Il confine tra realtà e finzione è sempre stato labile nel mondo del cinema, soprattutto dal punto di vista del pubblico. Un esempio è il divismo all’epoca d’oro di Hollywood: il fatto che un attore interpretasse sempre lo stesso tipo di ruoli tendeva di fatto a creare una totale coincidenza tra personaggio fittizio e persona - causando anche per alcuni interpreti l’impossibilità di lasciarsi alle spalle un personaggio (vedi Anthony Perkins dopo Psycho). Ma il cinema flirta con la realtà anche all’interno dei suoi contenuti: basti pensare al genere del found footage, in cui tutti gli avvenimenti sullo schermo (tendenzialmente orrorifici) vengono presentati allo spettatore come realmente accaduti - anzi, è proprio il loro essere stati ripresi a testimoniarlo.

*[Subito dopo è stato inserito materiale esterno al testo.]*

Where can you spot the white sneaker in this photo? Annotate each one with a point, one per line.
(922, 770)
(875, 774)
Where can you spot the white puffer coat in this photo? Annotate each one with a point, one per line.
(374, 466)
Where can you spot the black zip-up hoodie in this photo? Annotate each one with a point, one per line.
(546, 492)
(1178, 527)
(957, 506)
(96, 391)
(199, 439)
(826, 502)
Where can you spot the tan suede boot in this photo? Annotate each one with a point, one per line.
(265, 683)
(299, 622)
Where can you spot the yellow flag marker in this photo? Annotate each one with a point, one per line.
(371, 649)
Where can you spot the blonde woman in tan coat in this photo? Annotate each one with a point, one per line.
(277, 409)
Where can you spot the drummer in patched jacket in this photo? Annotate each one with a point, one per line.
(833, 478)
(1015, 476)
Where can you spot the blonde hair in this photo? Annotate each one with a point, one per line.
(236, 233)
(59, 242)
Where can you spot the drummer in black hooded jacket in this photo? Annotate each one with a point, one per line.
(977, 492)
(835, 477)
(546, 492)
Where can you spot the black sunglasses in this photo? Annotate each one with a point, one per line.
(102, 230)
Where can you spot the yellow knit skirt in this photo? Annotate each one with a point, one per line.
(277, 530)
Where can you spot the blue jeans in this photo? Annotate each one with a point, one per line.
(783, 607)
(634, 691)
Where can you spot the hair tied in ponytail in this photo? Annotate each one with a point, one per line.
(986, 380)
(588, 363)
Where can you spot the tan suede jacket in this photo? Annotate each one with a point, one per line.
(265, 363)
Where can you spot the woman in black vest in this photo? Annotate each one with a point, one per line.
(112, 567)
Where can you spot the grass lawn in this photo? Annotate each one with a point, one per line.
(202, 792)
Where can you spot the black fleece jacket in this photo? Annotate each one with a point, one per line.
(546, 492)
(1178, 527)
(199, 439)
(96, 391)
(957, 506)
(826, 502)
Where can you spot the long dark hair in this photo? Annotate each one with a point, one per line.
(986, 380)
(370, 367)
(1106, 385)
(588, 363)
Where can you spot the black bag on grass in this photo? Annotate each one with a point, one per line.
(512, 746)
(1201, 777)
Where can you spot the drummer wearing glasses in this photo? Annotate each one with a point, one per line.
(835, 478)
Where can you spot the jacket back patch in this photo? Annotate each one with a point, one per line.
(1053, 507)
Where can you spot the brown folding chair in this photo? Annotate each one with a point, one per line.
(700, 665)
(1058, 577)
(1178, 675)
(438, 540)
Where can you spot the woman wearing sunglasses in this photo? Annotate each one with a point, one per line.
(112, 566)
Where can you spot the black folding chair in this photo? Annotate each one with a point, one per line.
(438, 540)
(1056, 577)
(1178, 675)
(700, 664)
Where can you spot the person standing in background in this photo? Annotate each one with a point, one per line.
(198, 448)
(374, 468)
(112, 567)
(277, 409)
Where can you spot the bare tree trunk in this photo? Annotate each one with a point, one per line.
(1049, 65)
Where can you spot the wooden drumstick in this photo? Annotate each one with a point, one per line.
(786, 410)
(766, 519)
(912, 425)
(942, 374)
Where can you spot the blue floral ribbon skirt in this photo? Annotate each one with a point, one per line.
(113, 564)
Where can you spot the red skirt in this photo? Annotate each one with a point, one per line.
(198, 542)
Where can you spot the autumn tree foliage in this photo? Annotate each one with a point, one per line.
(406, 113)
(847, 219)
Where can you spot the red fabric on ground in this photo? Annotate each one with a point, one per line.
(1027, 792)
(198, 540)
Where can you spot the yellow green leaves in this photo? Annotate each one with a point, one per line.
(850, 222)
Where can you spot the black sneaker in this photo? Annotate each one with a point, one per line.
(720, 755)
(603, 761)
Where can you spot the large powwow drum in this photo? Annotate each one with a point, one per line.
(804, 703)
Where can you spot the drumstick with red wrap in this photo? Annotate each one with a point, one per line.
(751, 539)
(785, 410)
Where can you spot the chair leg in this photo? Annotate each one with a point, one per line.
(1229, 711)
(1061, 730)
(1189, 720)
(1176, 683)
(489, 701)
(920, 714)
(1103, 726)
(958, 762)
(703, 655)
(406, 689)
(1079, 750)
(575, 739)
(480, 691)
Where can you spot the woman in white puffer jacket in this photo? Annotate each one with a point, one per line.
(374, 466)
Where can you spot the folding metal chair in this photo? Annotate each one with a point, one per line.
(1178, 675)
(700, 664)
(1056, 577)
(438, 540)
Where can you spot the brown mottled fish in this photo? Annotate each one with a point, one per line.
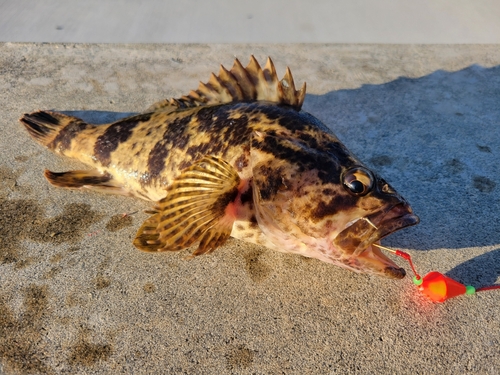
(237, 157)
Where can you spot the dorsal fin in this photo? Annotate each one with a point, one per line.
(240, 84)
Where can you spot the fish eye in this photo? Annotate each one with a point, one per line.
(358, 181)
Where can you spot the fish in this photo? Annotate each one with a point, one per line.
(237, 157)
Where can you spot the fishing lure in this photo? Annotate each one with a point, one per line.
(436, 286)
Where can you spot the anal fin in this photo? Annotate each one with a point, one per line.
(92, 179)
(199, 207)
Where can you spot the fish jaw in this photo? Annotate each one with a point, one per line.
(358, 237)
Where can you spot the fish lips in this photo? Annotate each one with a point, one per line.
(356, 239)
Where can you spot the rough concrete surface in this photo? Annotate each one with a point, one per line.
(77, 298)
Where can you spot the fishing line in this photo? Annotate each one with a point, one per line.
(435, 285)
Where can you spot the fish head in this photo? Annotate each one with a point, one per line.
(323, 203)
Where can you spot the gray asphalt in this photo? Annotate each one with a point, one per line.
(262, 21)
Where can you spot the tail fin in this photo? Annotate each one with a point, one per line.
(52, 129)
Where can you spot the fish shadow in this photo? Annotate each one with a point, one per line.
(436, 140)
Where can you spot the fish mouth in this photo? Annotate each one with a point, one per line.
(357, 239)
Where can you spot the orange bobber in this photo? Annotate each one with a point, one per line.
(439, 287)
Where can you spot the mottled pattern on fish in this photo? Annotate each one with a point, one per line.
(236, 157)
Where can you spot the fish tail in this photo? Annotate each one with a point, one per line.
(52, 128)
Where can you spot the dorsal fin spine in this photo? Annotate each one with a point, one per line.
(239, 84)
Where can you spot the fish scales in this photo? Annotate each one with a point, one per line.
(237, 157)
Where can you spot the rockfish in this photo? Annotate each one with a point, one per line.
(237, 157)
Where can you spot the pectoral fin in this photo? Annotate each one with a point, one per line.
(93, 180)
(199, 207)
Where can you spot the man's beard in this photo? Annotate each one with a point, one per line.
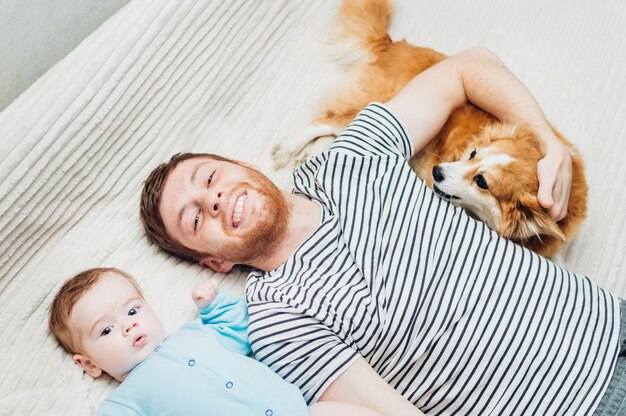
(259, 241)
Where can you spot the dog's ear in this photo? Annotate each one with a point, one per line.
(526, 219)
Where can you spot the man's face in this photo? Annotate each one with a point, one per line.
(232, 212)
(114, 327)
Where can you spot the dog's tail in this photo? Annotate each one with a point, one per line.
(362, 31)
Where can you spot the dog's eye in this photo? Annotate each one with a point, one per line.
(481, 181)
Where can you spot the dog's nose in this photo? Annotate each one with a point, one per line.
(437, 174)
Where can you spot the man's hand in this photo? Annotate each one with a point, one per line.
(555, 179)
(204, 293)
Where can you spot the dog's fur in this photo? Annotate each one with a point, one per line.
(472, 143)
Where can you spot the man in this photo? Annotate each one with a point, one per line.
(373, 291)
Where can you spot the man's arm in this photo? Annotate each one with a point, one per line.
(478, 76)
(362, 386)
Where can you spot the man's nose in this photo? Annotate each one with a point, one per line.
(214, 203)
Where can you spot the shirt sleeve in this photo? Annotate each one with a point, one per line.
(299, 348)
(375, 131)
(229, 318)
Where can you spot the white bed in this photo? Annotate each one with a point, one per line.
(233, 77)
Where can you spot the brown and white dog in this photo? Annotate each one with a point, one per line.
(476, 162)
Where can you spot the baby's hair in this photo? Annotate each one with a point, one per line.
(65, 299)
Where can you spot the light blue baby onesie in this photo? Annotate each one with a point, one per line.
(202, 369)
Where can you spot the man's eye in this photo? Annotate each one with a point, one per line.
(481, 181)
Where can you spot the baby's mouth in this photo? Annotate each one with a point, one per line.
(139, 341)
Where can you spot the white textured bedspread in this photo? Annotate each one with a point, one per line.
(233, 77)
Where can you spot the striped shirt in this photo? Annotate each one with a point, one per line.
(455, 318)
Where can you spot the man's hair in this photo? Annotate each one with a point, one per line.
(151, 202)
(65, 299)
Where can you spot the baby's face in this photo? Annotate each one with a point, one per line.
(115, 328)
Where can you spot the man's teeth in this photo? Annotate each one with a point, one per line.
(238, 210)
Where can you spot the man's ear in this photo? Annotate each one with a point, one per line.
(246, 164)
(216, 265)
(87, 365)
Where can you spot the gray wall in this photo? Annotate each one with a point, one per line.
(36, 34)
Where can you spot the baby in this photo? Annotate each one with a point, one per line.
(102, 319)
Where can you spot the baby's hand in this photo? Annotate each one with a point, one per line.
(204, 294)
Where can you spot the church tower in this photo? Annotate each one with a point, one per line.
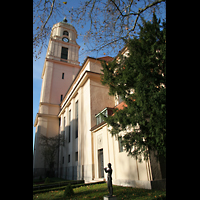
(60, 67)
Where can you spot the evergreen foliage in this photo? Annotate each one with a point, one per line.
(144, 70)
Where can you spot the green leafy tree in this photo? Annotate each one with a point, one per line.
(140, 80)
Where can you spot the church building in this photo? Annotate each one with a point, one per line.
(72, 99)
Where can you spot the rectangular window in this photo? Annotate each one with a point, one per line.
(64, 133)
(64, 53)
(76, 156)
(120, 144)
(76, 119)
(68, 158)
(69, 125)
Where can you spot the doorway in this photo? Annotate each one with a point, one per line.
(100, 163)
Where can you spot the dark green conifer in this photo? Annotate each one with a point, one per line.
(144, 70)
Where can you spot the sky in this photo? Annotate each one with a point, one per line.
(38, 64)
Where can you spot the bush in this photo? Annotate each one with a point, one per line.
(68, 191)
(47, 180)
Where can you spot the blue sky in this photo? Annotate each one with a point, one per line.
(38, 64)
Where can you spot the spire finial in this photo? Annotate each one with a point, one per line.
(64, 20)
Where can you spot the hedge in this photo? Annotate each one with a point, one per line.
(63, 187)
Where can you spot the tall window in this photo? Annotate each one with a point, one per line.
(69, 126)
(65, 33)
(64, 53)
(76, 156)
(120, 144)
(76, 119)
(64, 133)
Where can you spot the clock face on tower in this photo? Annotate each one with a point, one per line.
(65, 39)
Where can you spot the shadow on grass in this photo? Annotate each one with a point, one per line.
(98, 191)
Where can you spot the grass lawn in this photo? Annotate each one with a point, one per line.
(100, 190)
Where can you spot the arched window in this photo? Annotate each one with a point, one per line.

In questo momento, in cui le narrazioni sono capillari sotto tutti gli aspetti, in cui il verbo storytelling si può applicare indifferentemente ad una favola e ad un brand, il confine tra realtà e finzione diventa ancora più labile. Quindi sorge il problema di come finzionalizzare al meglio la realtà: ciò porta scrittori, registi etc a interrogarsi sulle modalità e sull’etica della rappresentazione - l’ha fatto persino il nostro caro Martin con Killers of the Flower Moon, dopotutto. L’esempio più lampante è il fresco di vittoria agli Oscar The Zone of Interest, forse addirittura più una riflessione sulla rappresentazione che un film in sé. 


In questo numero ci facciamo molte domande e proviamo a darci alcune risposte. Dal perché ci ossessionano le storie true crime o le rappresentazioni più grafiche della violenza, a che cosa dice di noi il nostro rapporto con la celebrità. Passiamo da chi sceglie di rappresentare il reale così com’è a chi invece decide di “metterci una pezza”. Parliamo di quando i film riescono a dire di più sulla realtà attraverso la finzione che attraverso la rappresentazione esatta del reale. E anche di chi riesce a razionalizzare meglio la propria vita tramite la finzione, e di chi invece proprio a causa di essa se la rovina.